Major pathways and molecules involved in the regulation of erythropoiesis. (A) Development of erythropoietic progenitor cells and erythroblasts. Early stages of erythropoietic development include primitive (p) and more mature (m) burst-forming unit erythroid cells (BFU-E) and colony-forming unit erythroid cells (CFU-E). The differentiation and maturation of these cells are regulated by broadly acting hematopoietic cytokines, including stem cell factor (SCF) and interleukin-3 (IL-3) and their receptors (R), the SCF receptor KIT and IL-3-R. Later stages are primarily regulated by erythropoietin (EPO) and EPO-R and are dependent on iron-metabolism and the interaction between the death receptor FAS and its ligand (FAS-L). Transferrin (Tf) and Tf-receptor-1 (TfR-1) are additional major regulators of erythropoiesis. Moreover, growth differentiating factor 11 (GDF11) and polymeric immunoglobulin A (IgA) are considered to be involved in the regulation of certain stages of erythropoiesis. Later stages of erythropoiesis include proerythroblasts (ProEbl), basophilic (Baso) erythroblasts (type I and II), polychromatic (PolyC) erythroblasts and acidophilic (Acido) erythroblasts, also called late erythroblasts (Barbara Bain, personal communication to MCB). FAS-L and GDF11 are involved in the final maturation stage that leads to the generation of red cells (RC). (B) Erythroid blood island: macrophage surrounded by immature erythroblasts expressing FAS and more mature erythroblasts expressing FAS-L. The cell unit (island) acts in concert to promote erythroid differentiation and red cell production and maturation (rectangle). (C) Caspase activation during terminal erythroid differentiation: BID-dependent activation of caspase occurs in mitochondria. Various caspase targets are affected, including Rock-1, Lamin B and Acinus. However, GATA-1 is protected from caspase cleavage by heat shock protein 70 (HSP70). (D) Model of terminal erythroid differentiation and apoptosis regulated by the nuclear localization of HSP70. SCF and EPO trigger the proliferation and differentiation of erythroid progenitor cells (EPC). In RC precursors (CFU-E through erythroblasts) EPO induces maturation as HSP70 translocates into the nucleus to protect GATA-1 from caspase-induced degradation. In the absence of EPO, caspase-3 induces the cleavage of GATA-1 as HSP70 cannot translocate to the nucleus, and, as a result, apoptosis occurs.

Figure 2.

Immunophenotypic visualization of leukemic erythroblasts. Bone marrow sections of a patient with erythroid leukemia (acute erythroleukemia) stained with (A) Wright-Giemsa solution and antibodies against (B) glycophorin A and (C) E-cadherin. Note that virtually all leukemic erythroblasts co-express abundant amounts of glycophorin A and E-cadherin, thereby confirming the immature stage of maturation of leukemic (erythroid) cells.

Figure 3.

Structure and size of erythroid islands in the bone marrow. (A) Erythroid islands in the bone marrow of a 16-year old healthy male visualized by staining for CD71. (B) Erythroid islands in the bone marrow of an 82-year old female without bone marrow neoplasm.
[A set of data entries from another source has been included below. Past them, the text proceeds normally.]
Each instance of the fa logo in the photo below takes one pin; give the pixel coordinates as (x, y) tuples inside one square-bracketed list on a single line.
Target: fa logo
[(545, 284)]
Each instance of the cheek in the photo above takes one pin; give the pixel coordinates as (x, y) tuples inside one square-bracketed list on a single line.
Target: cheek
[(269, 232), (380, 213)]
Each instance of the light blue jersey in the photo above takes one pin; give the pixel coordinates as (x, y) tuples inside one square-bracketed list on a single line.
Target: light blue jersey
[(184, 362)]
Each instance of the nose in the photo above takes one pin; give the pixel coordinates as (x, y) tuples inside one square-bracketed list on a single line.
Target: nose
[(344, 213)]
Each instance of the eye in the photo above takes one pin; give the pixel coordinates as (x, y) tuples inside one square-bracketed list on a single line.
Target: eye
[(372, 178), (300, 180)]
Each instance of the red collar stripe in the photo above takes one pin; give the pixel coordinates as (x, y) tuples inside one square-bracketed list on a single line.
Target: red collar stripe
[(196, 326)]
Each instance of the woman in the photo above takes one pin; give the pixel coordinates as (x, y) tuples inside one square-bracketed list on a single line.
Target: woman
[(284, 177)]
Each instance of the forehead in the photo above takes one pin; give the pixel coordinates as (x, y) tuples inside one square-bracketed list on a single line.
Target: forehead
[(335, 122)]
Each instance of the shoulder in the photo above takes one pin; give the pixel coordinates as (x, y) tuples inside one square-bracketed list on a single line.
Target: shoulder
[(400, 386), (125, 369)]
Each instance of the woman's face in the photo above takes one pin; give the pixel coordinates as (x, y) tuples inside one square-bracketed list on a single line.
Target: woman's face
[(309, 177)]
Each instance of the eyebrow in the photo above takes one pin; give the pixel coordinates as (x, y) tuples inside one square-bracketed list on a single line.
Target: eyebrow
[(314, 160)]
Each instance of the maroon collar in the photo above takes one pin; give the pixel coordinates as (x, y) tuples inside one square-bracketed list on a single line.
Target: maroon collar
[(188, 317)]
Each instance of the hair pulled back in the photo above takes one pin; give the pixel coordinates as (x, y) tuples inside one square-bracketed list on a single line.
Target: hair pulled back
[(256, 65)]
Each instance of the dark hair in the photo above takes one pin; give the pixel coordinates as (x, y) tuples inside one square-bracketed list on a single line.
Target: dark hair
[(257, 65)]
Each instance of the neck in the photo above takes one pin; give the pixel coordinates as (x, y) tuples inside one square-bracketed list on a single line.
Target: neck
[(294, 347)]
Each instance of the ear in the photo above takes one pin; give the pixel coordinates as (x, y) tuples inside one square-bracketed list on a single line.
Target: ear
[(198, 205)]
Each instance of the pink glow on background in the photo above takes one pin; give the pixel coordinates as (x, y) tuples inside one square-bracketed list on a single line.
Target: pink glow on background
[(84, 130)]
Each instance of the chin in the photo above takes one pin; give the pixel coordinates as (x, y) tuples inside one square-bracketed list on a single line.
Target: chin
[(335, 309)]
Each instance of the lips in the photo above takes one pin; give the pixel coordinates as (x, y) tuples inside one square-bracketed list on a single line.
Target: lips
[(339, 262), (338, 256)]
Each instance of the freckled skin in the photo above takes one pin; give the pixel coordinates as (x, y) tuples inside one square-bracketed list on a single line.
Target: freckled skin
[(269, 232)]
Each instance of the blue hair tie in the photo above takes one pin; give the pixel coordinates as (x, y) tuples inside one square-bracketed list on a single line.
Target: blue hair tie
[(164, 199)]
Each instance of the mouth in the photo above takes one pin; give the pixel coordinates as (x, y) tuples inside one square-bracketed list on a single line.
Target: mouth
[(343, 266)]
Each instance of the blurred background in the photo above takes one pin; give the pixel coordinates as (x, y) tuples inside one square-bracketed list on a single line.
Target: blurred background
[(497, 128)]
Erythroid islands were visualized by staining against hemoglobin A. Note the decreased number and increased size of erythroid islands in the bone marrow of the older healthy control. (C) Erythroid islands in the bone marrow of a 73-year old male patient with myelodysplastic syndrome with excess of blasts (5–9% of marrow cells, MDS-EB-1) visualized by staining for CD71. In the right images of 3A, 3B and 3C, erythroid islands are evidenced by pink circles. Note the decreased number of erythroid islands in this patient. (D, left panel) Bone marrow section of a 78-year old male with myelodysplastic syndrome with excess of blasts (10–19% of marrow cells, MDS-EB-2) stained for CD71. In this patient, numerous confluent, partially disrupted and poorly separable erythroblastic islands are seen. (D, right panel) Bone marrow section of an adult patient with hemolytic anemia. Note that erythroid islands are increased, but are clearly separable and have a regular shape (contrasting with MDS). Original magnifications: A, C, D: × 125; B: × 250.